While much modern skincare science has focused on thinning the skin’s outer layer, the epidermis (think peels, AHAs, retinols), corneotherapy is all about building it up again. The field, championed by the late German professor Albert Kligman, works to restore balance and strength to the stratum corneum, the outermost layer of the epidermis. When this layer is disrupted for long periods of time, it becomes “disorganised and weak”, says Turner.“A telltale sign for an impaired skin barrier is any kind of redness, meaning the stratum corneum
is fragile and permeable,” says Dr Hans Lautenschläger, product developer at Dermaviduals.

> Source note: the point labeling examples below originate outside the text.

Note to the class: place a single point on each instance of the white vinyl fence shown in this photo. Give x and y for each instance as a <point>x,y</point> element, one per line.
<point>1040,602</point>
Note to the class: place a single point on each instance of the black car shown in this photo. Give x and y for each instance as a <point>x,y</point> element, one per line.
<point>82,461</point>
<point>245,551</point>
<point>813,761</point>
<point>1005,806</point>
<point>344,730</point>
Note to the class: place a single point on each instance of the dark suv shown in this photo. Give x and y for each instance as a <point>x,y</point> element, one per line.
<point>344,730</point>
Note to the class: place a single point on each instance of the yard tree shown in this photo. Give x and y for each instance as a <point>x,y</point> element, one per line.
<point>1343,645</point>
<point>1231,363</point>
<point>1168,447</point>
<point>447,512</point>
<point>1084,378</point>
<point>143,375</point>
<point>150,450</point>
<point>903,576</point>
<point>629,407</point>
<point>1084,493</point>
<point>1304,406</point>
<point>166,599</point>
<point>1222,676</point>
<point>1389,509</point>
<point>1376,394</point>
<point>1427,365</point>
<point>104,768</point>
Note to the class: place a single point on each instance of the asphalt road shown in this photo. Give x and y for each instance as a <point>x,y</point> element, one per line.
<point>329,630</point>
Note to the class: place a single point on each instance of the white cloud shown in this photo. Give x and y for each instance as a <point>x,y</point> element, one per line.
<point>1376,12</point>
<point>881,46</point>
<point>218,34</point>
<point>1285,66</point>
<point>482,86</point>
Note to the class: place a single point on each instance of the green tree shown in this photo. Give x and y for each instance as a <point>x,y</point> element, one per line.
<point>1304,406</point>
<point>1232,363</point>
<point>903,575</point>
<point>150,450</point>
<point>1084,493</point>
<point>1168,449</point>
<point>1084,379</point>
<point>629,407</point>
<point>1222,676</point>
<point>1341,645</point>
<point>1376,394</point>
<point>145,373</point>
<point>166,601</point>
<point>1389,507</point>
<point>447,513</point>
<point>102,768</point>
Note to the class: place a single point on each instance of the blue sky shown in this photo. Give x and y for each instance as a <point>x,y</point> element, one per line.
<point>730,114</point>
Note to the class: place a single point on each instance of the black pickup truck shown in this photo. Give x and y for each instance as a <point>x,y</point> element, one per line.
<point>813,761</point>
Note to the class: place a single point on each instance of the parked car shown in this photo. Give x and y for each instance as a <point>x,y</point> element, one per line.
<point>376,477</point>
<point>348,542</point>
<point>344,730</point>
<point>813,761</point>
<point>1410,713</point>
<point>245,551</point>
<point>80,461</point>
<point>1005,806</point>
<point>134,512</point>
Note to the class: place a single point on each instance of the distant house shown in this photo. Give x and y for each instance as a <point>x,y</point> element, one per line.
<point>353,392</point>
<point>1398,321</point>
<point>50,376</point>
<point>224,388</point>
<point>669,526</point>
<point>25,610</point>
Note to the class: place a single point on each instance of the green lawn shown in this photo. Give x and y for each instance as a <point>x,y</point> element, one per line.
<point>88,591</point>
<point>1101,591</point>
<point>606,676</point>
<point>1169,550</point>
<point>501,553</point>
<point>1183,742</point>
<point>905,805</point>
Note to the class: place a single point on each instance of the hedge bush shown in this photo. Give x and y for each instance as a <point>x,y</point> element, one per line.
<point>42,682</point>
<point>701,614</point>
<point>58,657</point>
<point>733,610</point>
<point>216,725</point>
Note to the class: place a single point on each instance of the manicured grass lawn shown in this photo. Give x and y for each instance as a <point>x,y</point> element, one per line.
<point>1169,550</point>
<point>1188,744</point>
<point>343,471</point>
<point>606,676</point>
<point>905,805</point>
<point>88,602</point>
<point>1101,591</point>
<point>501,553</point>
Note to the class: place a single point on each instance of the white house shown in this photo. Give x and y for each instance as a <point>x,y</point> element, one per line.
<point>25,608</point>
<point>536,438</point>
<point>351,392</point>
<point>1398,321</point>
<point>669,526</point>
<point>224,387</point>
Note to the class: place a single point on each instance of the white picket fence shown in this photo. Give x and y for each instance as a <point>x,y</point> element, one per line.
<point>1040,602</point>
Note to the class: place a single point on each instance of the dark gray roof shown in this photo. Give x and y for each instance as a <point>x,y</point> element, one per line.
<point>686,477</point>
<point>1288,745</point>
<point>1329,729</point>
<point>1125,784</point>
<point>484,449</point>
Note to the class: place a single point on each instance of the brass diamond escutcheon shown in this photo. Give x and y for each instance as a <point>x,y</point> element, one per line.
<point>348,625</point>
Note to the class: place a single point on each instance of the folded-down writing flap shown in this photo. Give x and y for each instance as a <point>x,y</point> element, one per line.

Turner agrees, noting that pigmentation and uneven skin tone can also be a sign of a weakened epidermis, as melanocytes (cells that produce melanin) go haywire, depositing melanin in uneven patches across the skin. Corneotherapy is about nursing the stratum corneum back to optimal health, while also encouraging natural cellular turnover. Or, as Dr Lautenschläger says, “it aims at the recovery of the skin barrier without influencing the self-regeneration of the skin”. Although it’s more a skincare philosophy than a hot new ingredient, many products that fall into this category contain lipids, such as the nourishing soybean oil found in Clarins Skin Beauty Repair Concentrate, $86 [F], and Dermaviduals Hyaluronic Acid Liposomes Plus, $180 [G], says Turner. “This comforts the skin into thinking, ‘Oh yeah, it’s all alright out there and I can go back to behaving normally again’.”